5) I should have gotten out of the house Week One. If there is anything I know about my daughter, it’s that she is her mother. No joke, the girl is stubborn. She didn’t want to come into this world easy, she doesn’t eat easy, sleep, etc. Once (OK, more than once) I had to do something that necessitated me putting her down while she was seven shades of pissed off, screaming and crying. Each time, she was fed, changed, burped and otherwise content, but just tired. You’d think, if you’ve read the books and articles, that any baby who cries for 15 minutes will eventually pass out. Not my girl. Not even close.

So it won’t surprise me, should she decide to have a child, that within that first week she’ll look at me and tell me she’s fine and ignore that voice inside of her that wants quiet and rest, if for just an hour or two, because she doesn’t want anyone to think she can’t do this. Because it’s what I did, and I’m more stubborn than she is. More practice time and all.

I could kick myself for letting weeks go by without a break, especially in light of the reflux and colic. I should have asked for help. I should have had my parents take Abigail for a night prior to the two-month mark. Should have just gotten out of the house with my sister for an evening out. Should have had Scott’s mom watch Abigail sooner so that Scott and I could have dinner together.

I remain frightened by how dark things got inside my head, how sad. There is no doubt in my mind that most of that was the result of hormones, sleep deprivation, and just the never-ending spiral that is caring for a newborn in the early weeks. I was shellshocked, and I didn’t let anyone help me recover for way, way too long.

6) iPads and Netflix are the best inventions for a new mom ever. Look, I know iPads are a luxury. But they’ll go down in price eventually, like all Apple products do, and when that happens, every new mom should be gifted with one before she leaves the hospital. It became my lifeline and, in so many ways, the only means I had of communicating with anyone for hours on end. Netflix made it so I had something other than blogs to read when it’s 1 a.m. and Abigail was finally back to sleep on my chest.

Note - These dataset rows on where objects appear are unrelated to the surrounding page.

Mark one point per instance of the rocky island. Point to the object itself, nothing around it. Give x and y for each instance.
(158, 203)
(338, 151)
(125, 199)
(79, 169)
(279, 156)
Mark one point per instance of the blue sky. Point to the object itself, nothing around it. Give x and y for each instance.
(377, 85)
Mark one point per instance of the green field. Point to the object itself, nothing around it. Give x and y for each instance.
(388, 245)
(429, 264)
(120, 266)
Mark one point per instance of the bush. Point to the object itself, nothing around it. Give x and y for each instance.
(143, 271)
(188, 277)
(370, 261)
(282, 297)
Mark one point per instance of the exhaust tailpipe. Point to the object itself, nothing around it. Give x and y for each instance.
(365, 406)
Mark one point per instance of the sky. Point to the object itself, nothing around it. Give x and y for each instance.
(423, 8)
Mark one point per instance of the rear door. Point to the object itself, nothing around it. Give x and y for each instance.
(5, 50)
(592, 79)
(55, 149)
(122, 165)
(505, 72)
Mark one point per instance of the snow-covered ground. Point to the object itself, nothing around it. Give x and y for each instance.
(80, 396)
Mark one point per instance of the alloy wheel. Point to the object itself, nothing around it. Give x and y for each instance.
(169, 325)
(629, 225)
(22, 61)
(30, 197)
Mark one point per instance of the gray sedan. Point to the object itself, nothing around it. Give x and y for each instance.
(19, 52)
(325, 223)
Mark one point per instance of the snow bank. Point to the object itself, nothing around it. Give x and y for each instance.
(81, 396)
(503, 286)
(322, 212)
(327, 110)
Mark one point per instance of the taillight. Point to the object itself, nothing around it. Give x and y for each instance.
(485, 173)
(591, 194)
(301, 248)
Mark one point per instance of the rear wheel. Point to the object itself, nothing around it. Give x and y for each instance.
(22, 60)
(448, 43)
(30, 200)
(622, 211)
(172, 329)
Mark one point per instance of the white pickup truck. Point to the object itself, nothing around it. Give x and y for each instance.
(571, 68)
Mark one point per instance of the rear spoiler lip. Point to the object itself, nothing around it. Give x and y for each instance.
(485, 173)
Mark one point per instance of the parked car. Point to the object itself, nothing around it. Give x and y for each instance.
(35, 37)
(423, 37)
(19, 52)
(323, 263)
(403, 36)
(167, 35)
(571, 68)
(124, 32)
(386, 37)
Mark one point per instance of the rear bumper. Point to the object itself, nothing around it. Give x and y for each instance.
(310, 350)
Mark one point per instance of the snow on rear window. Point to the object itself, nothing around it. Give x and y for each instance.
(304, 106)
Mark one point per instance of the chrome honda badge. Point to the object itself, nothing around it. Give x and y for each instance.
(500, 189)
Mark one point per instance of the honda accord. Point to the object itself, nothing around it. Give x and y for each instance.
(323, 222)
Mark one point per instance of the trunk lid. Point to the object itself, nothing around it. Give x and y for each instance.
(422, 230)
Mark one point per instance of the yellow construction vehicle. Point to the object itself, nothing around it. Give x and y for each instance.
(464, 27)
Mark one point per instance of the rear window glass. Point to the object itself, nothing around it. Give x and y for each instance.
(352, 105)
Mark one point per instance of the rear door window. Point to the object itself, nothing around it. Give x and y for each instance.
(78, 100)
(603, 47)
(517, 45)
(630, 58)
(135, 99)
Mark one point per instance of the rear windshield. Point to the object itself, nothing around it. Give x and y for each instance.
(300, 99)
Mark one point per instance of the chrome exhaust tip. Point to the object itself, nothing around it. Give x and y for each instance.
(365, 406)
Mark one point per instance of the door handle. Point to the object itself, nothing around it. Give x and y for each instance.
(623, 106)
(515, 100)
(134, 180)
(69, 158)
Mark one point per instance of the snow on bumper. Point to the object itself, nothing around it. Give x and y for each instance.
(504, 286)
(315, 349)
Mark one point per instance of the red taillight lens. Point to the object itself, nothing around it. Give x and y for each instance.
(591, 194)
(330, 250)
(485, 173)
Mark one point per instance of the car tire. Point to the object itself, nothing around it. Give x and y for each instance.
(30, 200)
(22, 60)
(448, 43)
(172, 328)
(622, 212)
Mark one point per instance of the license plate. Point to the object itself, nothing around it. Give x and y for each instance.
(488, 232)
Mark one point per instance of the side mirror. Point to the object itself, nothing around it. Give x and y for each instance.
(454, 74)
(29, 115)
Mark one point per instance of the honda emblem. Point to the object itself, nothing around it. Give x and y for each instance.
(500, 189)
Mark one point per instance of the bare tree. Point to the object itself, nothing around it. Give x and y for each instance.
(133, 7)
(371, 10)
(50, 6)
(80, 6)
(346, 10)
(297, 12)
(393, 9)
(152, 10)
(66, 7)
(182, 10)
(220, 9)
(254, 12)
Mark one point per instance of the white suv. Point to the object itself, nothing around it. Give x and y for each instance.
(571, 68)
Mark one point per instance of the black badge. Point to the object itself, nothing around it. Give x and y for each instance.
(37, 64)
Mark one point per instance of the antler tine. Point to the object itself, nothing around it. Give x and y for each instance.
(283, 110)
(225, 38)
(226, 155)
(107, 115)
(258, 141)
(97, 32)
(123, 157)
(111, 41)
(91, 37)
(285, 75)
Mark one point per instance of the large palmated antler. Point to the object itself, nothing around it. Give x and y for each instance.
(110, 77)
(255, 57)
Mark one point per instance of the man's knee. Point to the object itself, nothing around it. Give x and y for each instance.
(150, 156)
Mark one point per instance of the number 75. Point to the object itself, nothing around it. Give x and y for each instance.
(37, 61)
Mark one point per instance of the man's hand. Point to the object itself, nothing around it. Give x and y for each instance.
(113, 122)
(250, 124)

7) Strong marriages/partnerships are a must. Oh dear Jesus. If I had only lukewarm feelings about Scott, I don’t know that I could have gotten through these past 90 days. I totally, completely, absolutely understand now why they say that babies don’t fix a bad marriage/relationship and people who have babies while they’re knowingly in a bad marriage ought to have their heads examined. We have wanted to throttle each other on more than one occasion since Abigail was born. And during each instance it was the deep respect and love we have for each other, and the commitment we have to our family, that kept me from doing or saying something I’d regret. It’s not been at all easy, but the fact that through the majority of it all, and the lowest of the low parts, we could look at each other with love and compassion and laughter, is something I’m proud of. And please note: I’m not saying you have to be married or in a relationship to get through the first three months, though it helps. I’m just saying if you’re in one, it ought to be pretty solid.

8 ) Uniforms are a must. I bought a pair of comfy, yet presentable, black yoga pants for each day of the week. From Target. Also from Target, I bought a set of fitted white t-shirts. Some days I wore my jean jacket over this, some days a sweater. But each day I managed to look presentable in case anyone came over and I believe it saved my sanity and self-esteem. I didn’t have to think about what to put on, whether or not it looked nice, because it did, and if it fit.

9) A good pediatrician is like gold. I think if every time you visit your kid’s pediatrician’s office you don’t leave feeling like you could parent an entire school of kids, you’re at the wrong place. Ours gave us not only peace of mind and love and caring, but free formula when it was clear these boobs weren’t made for feeding.

10) It will get better. It will get better. It will. It did.